Het mitigatieplan van de Vlaamse overheid volstaat niet: het bevat te weinig interne reductiemaatregelen, de strategie voor de verwerving van flexibele mechanismen is onduidelijk en de financiering van het beleid is niet rond. Dat concluderen de adviesraden MINA, SERV en SALV in een gezamenlijk advies over het Vlaamse Klimaatbeleidsplan 2013-2020. Het mitigatieluik van dat plan behandelt de Vlaamse sectoren die niet vallen onder het Europese emissiehandelssysteem - gebouwen, transport, landbouw en kleinere industriële installaties. De broeikasgasemissies in die sectoren moeten dalen met 15% tegen 2020 in vergelijking met 2005. Met dit plan zal die doelstelling niet gehaald worden. Bond Beter Leefmilieu hoopt dat het advies de minister en het parlement aanport om snel werk te maken van een ambitieuzer klimaatbeleid.

Het advies in consensus telt zestig pagina’s en is opgebouwd in drie delen.
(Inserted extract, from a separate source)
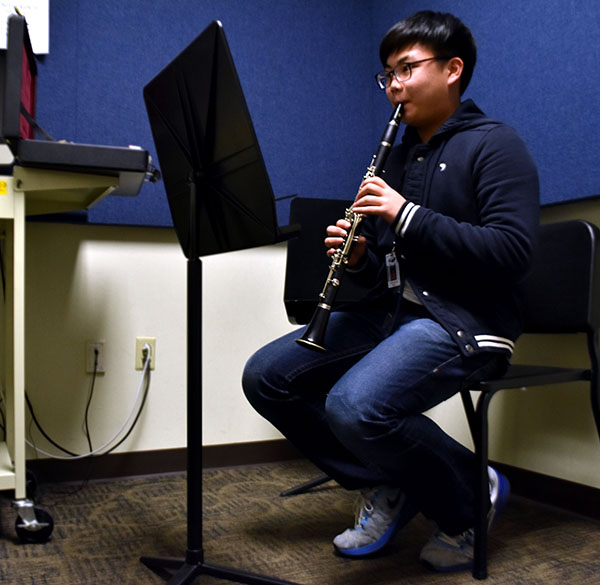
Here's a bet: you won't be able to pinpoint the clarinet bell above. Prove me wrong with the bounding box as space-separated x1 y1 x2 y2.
295 306 330 352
Een eerste deel geeft algemene aanbevelingen. Omdat het klimaatplan nog heel wat onzekerheden bevat is het raadzaam er een rollend plan van te maken met verschillende scenario’s. De langetermijnvisie tot 2050 zou bovendien sterker moeten doorwerken in het plan. Daarom doen de adviesraden ook een oproep om een Vlaamse Low Carbon Roadmap op te maken die met backcasting-trajecten een koolstofarme economie in kaart brengt. Ten slotte kan het overleg met het middenveld opgewaardeerd worden.
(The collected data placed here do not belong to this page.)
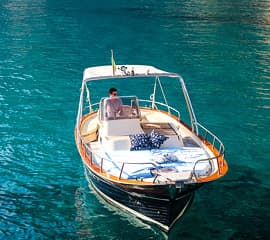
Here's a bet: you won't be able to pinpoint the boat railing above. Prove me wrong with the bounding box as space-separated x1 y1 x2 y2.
192 157 214 180
81 140 225 183
80 99 180 122
77 105 226 181
82 143 159 178
138 99 180 119
82 102 100 115
193 122 226 176
194 122 224 155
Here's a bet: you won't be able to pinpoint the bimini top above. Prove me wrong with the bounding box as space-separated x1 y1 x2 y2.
83 65 179 81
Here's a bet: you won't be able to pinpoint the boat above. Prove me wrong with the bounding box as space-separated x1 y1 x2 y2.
74 62 228 233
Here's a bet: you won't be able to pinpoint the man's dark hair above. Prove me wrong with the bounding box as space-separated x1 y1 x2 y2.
109 87 117 94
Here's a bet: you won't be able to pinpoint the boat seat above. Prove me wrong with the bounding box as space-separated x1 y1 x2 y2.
160 135 183 148
102 118 144 136
80 116 99 143
103 135 131 151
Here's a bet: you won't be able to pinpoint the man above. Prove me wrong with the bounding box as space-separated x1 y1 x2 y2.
105 87 123 119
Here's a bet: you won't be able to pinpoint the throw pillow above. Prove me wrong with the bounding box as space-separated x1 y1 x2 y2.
149 130 169 149
129 133 151 151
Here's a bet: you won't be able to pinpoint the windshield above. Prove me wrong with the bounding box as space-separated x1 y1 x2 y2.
99 96 140 121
Het tweede deel handelt over het mitigatieplan. Dat deel is erg kritisch voor het voorliggend plan. Het constateert dat het plan slechts maatregelen bevat om de emissies in de gebouwen, mobiliteit, landbouw en industrie met 5,4% terug te brengen in 2020 in vergelijking met 2005. De raden vinden om heel wat redenen dat zo een reductie onvoldoende is en dat er dringend nood is aan bijkomende interne reductiemaatregelen of een intensifiëring van de bestaande maatregelen. Bovendien constateren de raden dat de financiering van het klimaatbeleid niet sluitend is. Ze vinden dat er in de eerste plaats geld gezocht moet worden voor de bijkomende reductiemaatregelen. Maar ze merken ook op dat andere bestedingsbronnen voor het klimaatfonds zoals klimaatfinanciering, de aankoop van emissierechten of de compensatie van indirecte emissiekosten tegen een financieringstekort aankijken.
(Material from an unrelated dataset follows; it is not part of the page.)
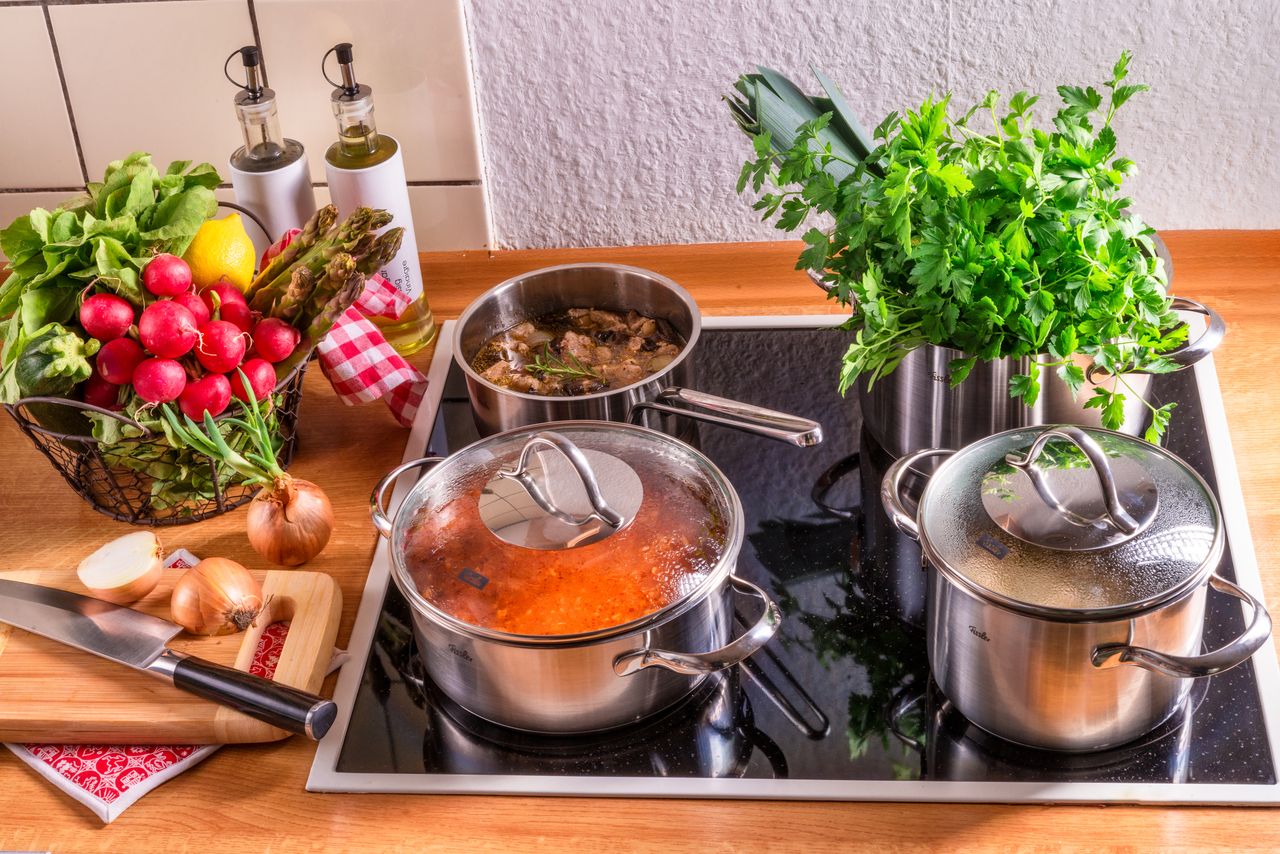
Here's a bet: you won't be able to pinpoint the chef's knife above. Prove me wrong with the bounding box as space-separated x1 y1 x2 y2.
0 578 336 740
Het laatste deel van het advies gaat in op het adaptatieplan. De raden vinden het positief dat er sprake is van een ‘klimaatreflex’ waarbij bestaand en bijkomend beleid getoetst wordt tegenover klimaatscenario’s. De uitwerking ervan blijft echter nog vaag: ze moet verbreed en verdiept worden zodat minstens de verantwoordelijken, het budget en de timing duidelijk zijn.